A web site is key to any modern business, regardless of platform or media - It acts as a shop front, store, means of contact and so much more! Hundreds if not thousands of sites or domains are registered every day, and these sites become potential rich pickings for prospective attackers.
No matter what your business or website does, without the proper security measures put in place, your website can become compromised, taking your data or your customer information, infiltrating into your clients, or being used for bigger things such as an attack on other sites or businesses.
We specialise in the security and protection of web sites and applications and can carry out tests and suggest enhancements or implementations, which can prevent the site from future or existing security issues.
Obviously, nothing is completely infallible, and if a site is not tested regularly, other issues can occur which may lead to bigger and nastier things down the line.
We would recommend testing a website or application at least every year, or after any major changes to the layout, platform or operation, moving the hosting or employing a different management agency.
What do we test for?
When commissioned to do a Web Penetration Test, we check for all known vulnerabilities in the hosting, the website code itself, the database if any behind the scenes and the platform that the site is integrated into or the CMS (WordPress, Joomla, Drupal etc) in order to find where an exploit may lie, which could be taken over by a hacker or malicious operative.
Generally, we will leave no stone unturned to find out anything we can about the website or application and its security posture. Once we have completed the tests against the system, we will produce a report stipulating what we have found in an easy to understand way, giving recommendations of what to do to remediate the issues.
Once the remediation has been done, we would suggest a secondary test to check everything has been cleared up that needs to be and if anything else has occurred in the time between the tests.
Some of the remedial work, we can do for you, or it can be passed to whoever manages your site or application for further review. We are happy to work alongside third parties to complete the process, and would suggest that if you have someone who is managing the site or application, they are notified that we are conducting a Pen Test of the system, as they would at some level need to be involved.
What do we need?
First off, as with any Pen test, we need written permission from the owner of the site or application to be tested. A scoping document will be drawn out stipulating where and what is included in the test. Third parties will also need to be notified, and this is down to the site owner to gain permissions for the hosting company or provider of anything on the back end, where the site is hosted or managed. We would also strongly recommend backing up fully the site and any databases before we begin, just in case what we perform causes any issues – we don’t want to purposefully take the site down in the investigation, without having means of getting it back to where it was!
The Process
Once we have the signed paperwork, and a suitable backup, we can begin testing, and finding information about the site or application that would be useful for an attacker to know. When the information is gathered, we move onto the more active stage of pocking about the site itself, finding anything that could potentially be exploited by malicious activity. Once these holes are found and documented, we move on to finding means of attacking these vulnerabilities and of course documenting our procedures as we go.
When the testing is complete we will submit the report and go through with you any measures that need to be taken to improve the security of the site or application, as well as hardening up any infrastructure that needs attention in the process.
Disclaimer
*** Please be rest assured that we do not aim to cause harm to any site or application, and any exploitation we use or tools employed to carry out the checks will be removed on conclusion of the testing. We cannot however express more, how much a good backup should be made of any database, site, configuration, or application prior to performing testing, manipulation of data or the following remediation. Any loss or damage to any of these entities cannot and will not be held in our responsibility without suitable backup.
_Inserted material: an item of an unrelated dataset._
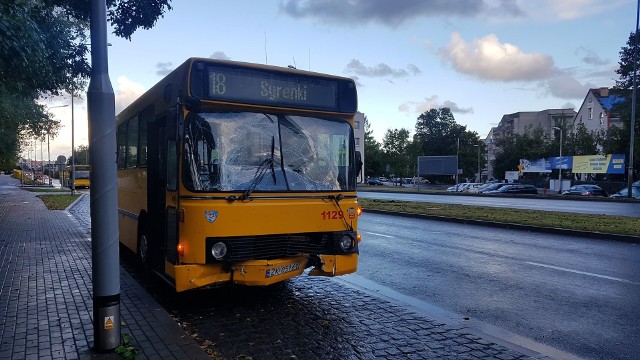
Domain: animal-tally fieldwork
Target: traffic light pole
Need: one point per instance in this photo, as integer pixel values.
(104, 197)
Remediation of any vulnerabilities found are at the discretion of the owner. If recommendations are not carried out or additional changes are made, and the system is attacked by a third party, then we would also not be liable for any loss or damage to the site and the employing companies’ data, reputation, or earnings.
We can only check for what is known at the time of the investigation. Should a newer vulnerability be discovered after the test, and we become aware of such, as our customer we will notify you if we think it may be applicable. However, if this newer vulnerability is exploited in your system, we cannot be responsible for its actions or consequences in an already tested environment.
If a Penetration Test discovers an already existent malicious body already in place, testing will stop immediately, and the owner will be informed. We will then work through to assist with removing the threat, before continuing further operations.
Following a test, we will encrypt and archive the findings and reports away for future reference only. We will not sell our findings to any other party, nor will we disclose the handled data with anyone other than the stakeholders to the employment of the testing. By request this information can be destroyed. Any referenced material for further testing or non-stakeholders in the procedures will be anonymised.